The current fragility of the adult social care market was demonstrated by the results of a survey of ADASS members last October, which showed that 62% of directors had experienced residential and nursing home closures in the past six months and 57% had care providers hand back contracts.
“During this hard winter and throughout next year we will continue see more older and disabled people not getting the care and support they rely upon to survive each day, an even greater toll being placed on those 6.5 million family members and other carers, increasing delays in the NHS, and even more care homes closing and growing gaps and failures in the care market,” read the ADASS’ representation.
“We are aware that others ask for more, but emergency assistance of £1bn, distributed on a needs-based formula, to prevent further deterioration whilst working on longer term solution, would go some way towards stabilising the system.”
ADASS has stressed that successive governments have failed to fund social care adequately as social care spending as a percentage of GDP continues to fall, while councils project a combined overspend next year of £441m, up from £168m last year.
The organisation has said that local government finance settlement measures such as increasing the social care precept are “not sufficient” to tackle the crisis, as the precept raises less than the national living and minimum wage requirements for councils in all regions except one.
ADASS has warned that social care services may be slashed further if council overspends cannot be funded by savings in other council services or from reserves.
The LGA added in its own representation to the Treasury that the underfunding of social care is making it impossible for authorities to fulfil their statutory obligations under the new Care Act, leaving councils vulnerable to failure or even judicial review.
In ADASS’s survey only 8% of adult social care directors in councils said that they were confident in their capacity to meet the full duties of the Act in the coming financial year.
“If no new money is urgently announced [in the 2017 Budget], then government needs to be honest and upfront with the public about the limitations of the care and support we can provide, and the fact that as a society we will no longer be able to meet the ambitions and objectives of the Care Act,” said Cllr Izzi Seccombe, chair of the LGA’s community wellbeing board.

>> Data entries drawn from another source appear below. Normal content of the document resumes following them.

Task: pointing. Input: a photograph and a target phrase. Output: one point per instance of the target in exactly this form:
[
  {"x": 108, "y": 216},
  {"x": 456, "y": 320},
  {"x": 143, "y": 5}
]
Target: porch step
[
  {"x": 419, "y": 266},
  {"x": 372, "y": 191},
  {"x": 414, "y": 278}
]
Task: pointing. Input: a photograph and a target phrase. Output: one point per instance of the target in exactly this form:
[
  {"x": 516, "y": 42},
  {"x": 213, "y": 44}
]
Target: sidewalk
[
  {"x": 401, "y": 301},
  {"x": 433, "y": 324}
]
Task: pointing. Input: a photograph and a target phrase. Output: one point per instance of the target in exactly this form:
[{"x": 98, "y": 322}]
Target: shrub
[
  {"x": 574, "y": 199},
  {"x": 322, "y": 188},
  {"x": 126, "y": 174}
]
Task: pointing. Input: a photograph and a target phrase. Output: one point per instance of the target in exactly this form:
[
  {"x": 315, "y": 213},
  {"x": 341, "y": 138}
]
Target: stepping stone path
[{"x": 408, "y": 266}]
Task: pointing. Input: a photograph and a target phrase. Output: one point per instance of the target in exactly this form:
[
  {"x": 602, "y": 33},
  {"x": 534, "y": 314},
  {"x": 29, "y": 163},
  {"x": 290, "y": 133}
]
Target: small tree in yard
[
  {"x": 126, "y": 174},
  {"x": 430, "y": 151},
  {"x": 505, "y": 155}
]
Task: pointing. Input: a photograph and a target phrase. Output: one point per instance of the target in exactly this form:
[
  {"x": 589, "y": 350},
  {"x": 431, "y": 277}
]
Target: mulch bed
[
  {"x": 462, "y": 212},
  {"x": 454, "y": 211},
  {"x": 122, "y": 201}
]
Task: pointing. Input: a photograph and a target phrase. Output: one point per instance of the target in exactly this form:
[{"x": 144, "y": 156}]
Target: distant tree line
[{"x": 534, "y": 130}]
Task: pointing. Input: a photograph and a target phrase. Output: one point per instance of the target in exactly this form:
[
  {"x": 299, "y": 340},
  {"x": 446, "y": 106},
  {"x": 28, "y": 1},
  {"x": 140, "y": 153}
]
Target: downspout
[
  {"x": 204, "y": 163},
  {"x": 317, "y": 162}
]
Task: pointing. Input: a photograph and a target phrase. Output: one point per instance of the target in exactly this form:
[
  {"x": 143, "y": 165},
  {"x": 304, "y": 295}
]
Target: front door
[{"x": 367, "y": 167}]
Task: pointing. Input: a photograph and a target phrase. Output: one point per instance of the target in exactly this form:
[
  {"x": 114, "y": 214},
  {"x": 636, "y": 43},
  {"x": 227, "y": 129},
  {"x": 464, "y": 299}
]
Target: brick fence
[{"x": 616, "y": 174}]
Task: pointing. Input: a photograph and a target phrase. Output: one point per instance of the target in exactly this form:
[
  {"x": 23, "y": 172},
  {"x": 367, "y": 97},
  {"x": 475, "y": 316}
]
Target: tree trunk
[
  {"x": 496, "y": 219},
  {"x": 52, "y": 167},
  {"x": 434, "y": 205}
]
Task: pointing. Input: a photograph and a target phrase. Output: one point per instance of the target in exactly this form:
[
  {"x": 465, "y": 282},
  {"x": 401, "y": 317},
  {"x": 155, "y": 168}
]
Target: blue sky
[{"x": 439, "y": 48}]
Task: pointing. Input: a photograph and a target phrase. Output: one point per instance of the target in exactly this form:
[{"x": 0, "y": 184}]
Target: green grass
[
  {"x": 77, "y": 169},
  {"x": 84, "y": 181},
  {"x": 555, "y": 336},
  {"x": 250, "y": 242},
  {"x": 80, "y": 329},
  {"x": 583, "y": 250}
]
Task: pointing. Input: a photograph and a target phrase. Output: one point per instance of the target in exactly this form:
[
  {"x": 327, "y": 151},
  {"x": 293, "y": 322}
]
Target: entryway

In addition to calling for an urgent injection of £1bn into adult social care, ADASS also called upon the government to provide long-term solutions such as making provision for the funding gap up to 2020 and addressing workforce recruitment and retention in the sector.
Recently, council leaders supported calls by MPs for the prime minister to reach a cross-party agreement on the future of health and social care, while stressing that any funding solution must be “fair and sustainable”.
However, local authority chief executives have warned that the government’s commitment to deliver greater funding certainty to councils has been “complicated” by the government’s decision to use the New Homes Bonus (NHB) to fund social care.